Os aplausos justificáveis às
investigações deixam em segundo plano aspectos importantes da lei
anticorrupção, que imputa responsabilidade à pessoa jurídica e aos seus
dirigentes por ato contra a administração pública. “Toda vez que houver a
pessoa jurídica e seus dirigentes envolvidos em atos de corrupção, há
sua responsabilização objetiva, portanto independentemente da culpa, no
sentido estrito ou de dolo. Outro problema tem a ver com a palavra
dirigente, inexistente no vocabulário do Direito Societário. Neste, todo
o arcabouço técnico de imputação de responsabilidade refere-se a
administradores ou acionistas e é preciso sempre investigar o nexo de
causa entre a conduta e a consequência. Isso aqui revoga a lei de S.A.,
de certa forma. Quem é dirigente? Não sei, porque esse termo não existe
no Direito Societário, então é qualquer pessoa que estiver ali”, diz
Walfrido Jorge Warde Júnior, sócio da Lehmann, Warde & Monteiro de
Castro Advogados. “O Brasil precisa de uma lei anticorrupção. Mas não
uma lei imprecisa e frouxa, que atira para todos os lados, causa
insegurança e no fim do dia é aplicada do jeito que a mediocridade
predominante a compreende. Não se sabe o que vai acontecer.”
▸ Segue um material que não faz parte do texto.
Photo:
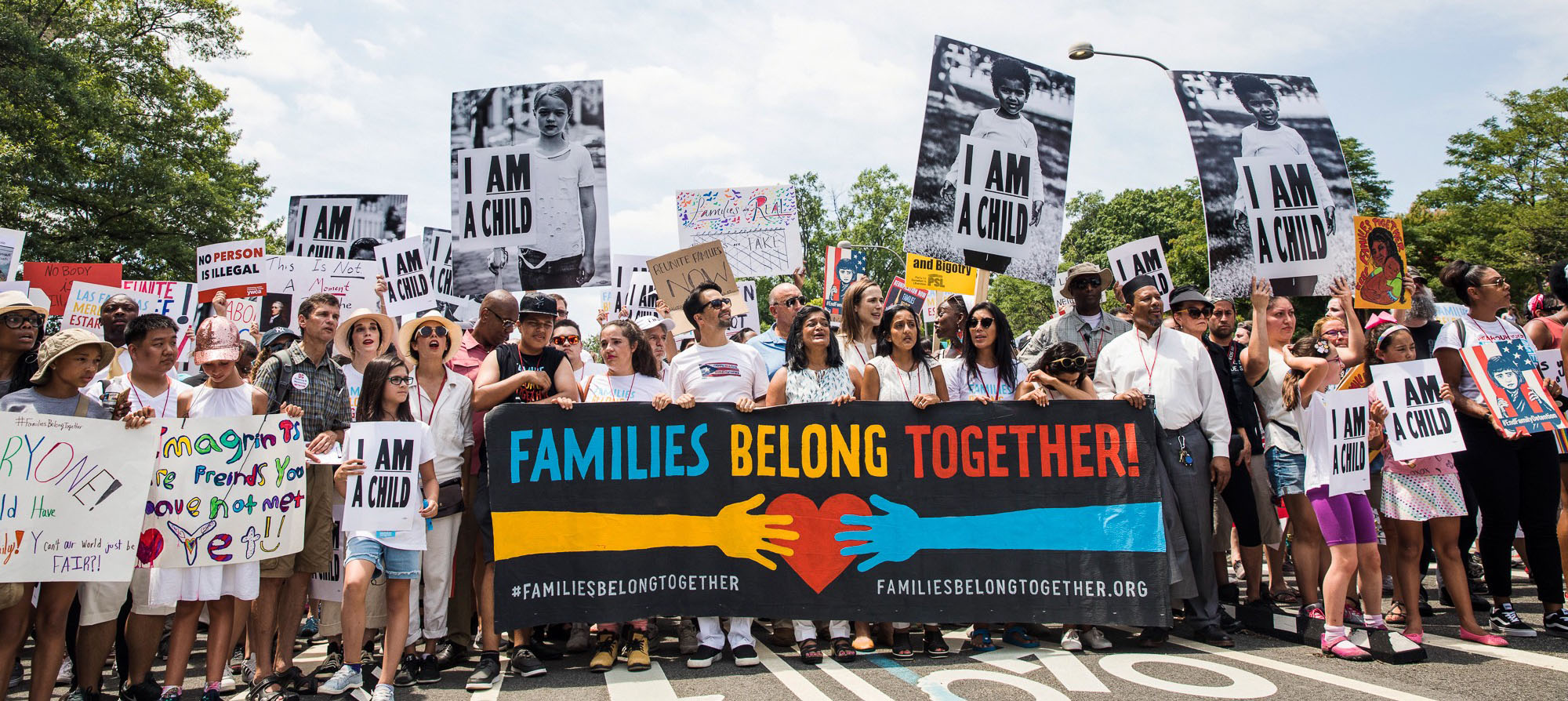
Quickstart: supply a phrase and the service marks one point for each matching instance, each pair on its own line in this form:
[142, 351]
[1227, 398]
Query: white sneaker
[1097, 639]
[1070, 641]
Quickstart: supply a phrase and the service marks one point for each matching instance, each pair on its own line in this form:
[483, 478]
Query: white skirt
[170, 586]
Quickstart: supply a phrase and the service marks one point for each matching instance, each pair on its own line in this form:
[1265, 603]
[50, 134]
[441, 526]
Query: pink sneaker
[1484, 639]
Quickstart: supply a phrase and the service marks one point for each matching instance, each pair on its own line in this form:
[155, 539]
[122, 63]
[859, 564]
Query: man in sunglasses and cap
[1087, 325]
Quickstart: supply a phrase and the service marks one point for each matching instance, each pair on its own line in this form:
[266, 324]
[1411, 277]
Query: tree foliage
[112, 150]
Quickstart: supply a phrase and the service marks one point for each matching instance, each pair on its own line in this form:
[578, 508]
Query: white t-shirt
[1475, 335]
[964, 387]
[415, 539]
[719, 374]
[622, 388]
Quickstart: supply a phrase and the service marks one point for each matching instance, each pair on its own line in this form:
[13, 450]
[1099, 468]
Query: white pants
[435, 579]
[808, 630]
[711, 634]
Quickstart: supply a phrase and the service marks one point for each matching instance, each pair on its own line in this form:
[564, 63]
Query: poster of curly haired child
[990, 186]
[1381, 264]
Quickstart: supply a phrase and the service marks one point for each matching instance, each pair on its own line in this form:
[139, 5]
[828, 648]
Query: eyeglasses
[16, 321]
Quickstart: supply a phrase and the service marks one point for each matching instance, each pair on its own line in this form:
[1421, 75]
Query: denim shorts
[397, 564]
[1287, 471]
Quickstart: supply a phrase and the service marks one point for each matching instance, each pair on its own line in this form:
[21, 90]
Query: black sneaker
[485, 674]
[526, 664]
[1506, 622]
[429, 670]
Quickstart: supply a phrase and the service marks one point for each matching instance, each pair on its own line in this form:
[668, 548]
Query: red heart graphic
[151, 547]
[816, 559]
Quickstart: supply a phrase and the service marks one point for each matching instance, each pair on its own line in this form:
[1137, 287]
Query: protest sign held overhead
[874, 510]
[223, 492]
[74, 490]
[758, 225]
[990, 184]
[344, 227]
[238, 269]
[1420, 421]
[1276, 189]
[529, 205]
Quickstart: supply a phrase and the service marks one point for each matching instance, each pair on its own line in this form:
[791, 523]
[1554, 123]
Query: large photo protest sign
[1276, 189]
[529, 161]
[758, 225]
[1420, 421]
[874, 510]
[1512, 387]
[74, 492]
[344, 227]
[225, 492]
[990, 186]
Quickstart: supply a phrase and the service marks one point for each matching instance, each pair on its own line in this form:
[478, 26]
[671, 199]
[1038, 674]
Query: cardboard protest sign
[678, 274]
[71, 495]
[231, 267]
[404, 267]
[1276, 189]
[573, 507]
[1348, 432]
[924, 274]
[529, 189]
[758, 225]
[1145, 256]
[841, 267]
[1512, 388]
[1420, 421]
[344, 227]
[388, 495]
[223, 492]
[1381, 264]
[56, 280]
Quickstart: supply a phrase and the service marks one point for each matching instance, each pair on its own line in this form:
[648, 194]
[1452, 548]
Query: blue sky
[354, 96]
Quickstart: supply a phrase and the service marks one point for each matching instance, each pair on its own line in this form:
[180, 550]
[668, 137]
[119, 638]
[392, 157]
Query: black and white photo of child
[1260, 115]
[564, 126]
[1023, 109]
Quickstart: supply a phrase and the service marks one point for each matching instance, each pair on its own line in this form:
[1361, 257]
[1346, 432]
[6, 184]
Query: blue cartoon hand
[891, 539]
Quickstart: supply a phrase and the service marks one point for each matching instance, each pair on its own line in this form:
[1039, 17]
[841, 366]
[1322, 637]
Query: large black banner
[876, 512]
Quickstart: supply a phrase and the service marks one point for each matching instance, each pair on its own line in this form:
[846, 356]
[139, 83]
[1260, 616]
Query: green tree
[112, 148]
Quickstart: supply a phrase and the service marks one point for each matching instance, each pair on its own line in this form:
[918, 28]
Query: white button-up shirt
[1175, 369]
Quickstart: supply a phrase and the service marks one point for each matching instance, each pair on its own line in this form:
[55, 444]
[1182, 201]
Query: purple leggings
[1343, 518]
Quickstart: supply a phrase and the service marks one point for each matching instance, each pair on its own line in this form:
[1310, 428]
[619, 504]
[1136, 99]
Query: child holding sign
[396, 553]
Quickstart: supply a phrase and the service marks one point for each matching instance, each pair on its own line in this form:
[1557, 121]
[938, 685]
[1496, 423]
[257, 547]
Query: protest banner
[841, 267]
[874, 510]
[1381, 264]
[1512, 388]
[227, 492]
[1348, 432]
[231, 267]
[404, 267]
[1420, 423]
[71, 496]
[924, 274]
[388, 495]
[678, 274]
[760, 227]
[54, 280]
[1145, 256]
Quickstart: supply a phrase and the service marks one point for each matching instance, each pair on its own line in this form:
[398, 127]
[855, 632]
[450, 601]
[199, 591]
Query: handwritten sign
[54, 280]
[71, 496]
[225, 492]
[233, 267]
[760, 227]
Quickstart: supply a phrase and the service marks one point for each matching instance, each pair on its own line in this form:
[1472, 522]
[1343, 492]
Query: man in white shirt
[717, 369]
[1194, 445]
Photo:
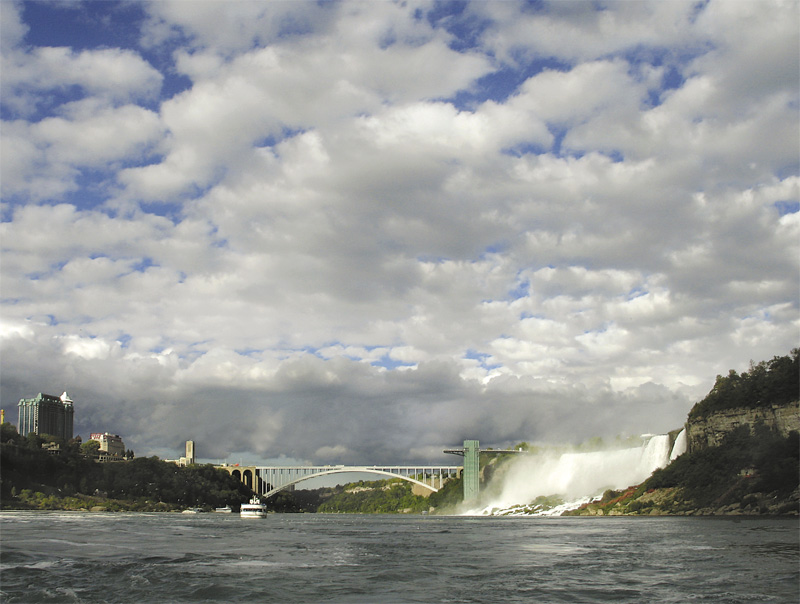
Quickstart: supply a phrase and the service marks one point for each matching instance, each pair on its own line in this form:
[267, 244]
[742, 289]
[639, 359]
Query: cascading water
[680, 446]
[576, 478]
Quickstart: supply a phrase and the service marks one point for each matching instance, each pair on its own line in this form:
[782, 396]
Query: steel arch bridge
[266, 481]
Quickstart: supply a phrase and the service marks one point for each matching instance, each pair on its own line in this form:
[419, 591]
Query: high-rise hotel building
[46, 414]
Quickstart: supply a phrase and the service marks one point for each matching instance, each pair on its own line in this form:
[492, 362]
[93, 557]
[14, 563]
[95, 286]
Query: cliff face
[709, 431]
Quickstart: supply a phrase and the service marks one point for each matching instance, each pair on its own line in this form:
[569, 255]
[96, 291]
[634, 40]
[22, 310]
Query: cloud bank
[362, 232]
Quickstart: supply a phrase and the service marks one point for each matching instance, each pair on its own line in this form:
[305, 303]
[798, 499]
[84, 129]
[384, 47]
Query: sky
[362, 232]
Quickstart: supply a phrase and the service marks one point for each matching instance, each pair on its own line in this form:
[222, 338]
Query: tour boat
[254, 509]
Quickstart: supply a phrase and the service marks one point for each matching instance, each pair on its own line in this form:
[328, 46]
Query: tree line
[774, 382]
[144, 483]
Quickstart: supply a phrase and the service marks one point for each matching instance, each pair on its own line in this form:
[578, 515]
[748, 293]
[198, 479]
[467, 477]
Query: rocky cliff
[708, 431]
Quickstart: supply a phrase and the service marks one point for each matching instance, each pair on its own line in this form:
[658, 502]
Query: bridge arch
[268, 481]
[277, 490]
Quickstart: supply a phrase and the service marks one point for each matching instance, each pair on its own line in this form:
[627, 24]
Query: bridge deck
[268, 480]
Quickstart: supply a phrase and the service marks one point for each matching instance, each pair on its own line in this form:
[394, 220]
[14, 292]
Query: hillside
[31, 478]
[744, 452]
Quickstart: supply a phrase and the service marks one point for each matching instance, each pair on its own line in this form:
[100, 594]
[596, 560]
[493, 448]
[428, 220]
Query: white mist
[579, 477]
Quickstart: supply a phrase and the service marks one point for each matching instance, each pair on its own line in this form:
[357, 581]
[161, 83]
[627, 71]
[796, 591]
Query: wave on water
[550, 484]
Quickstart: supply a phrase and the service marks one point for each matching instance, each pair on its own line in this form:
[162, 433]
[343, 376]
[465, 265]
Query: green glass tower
[472, 470]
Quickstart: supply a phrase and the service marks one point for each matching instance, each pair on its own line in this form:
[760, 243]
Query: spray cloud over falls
[577, 477]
Para a indústria, a recessão começou faz
tempo. Em 2014, a atividade do setor recuou 3,2%. Em São Paulo, maior
parque industrial, a queda atingiu 6,2%, próximo da redução histórica de
7,4% em 2009, no auge da crise global.
A diminuição do número de postos de trabalho em todos os
setores econômicos em dezembro chegou a 1,34%, equivalente à eliminação
de 555,5 mil empregos, em um retrocesso inferior apenas àquele de 1,87%
ocorrido em dezembro de 2008, correspondente ao corte de 655 mil vagas,
segundo o Ministério do Trabalho e Emprego.
A preocupante situação do emprego mostra
que está em jogo, além do futuro da economia, o principal capital
político dos governos do PT desde 2002, uma sustentação popular em um
grau só atingido há mais de 60 anos, no governo de Getúlio Vargas.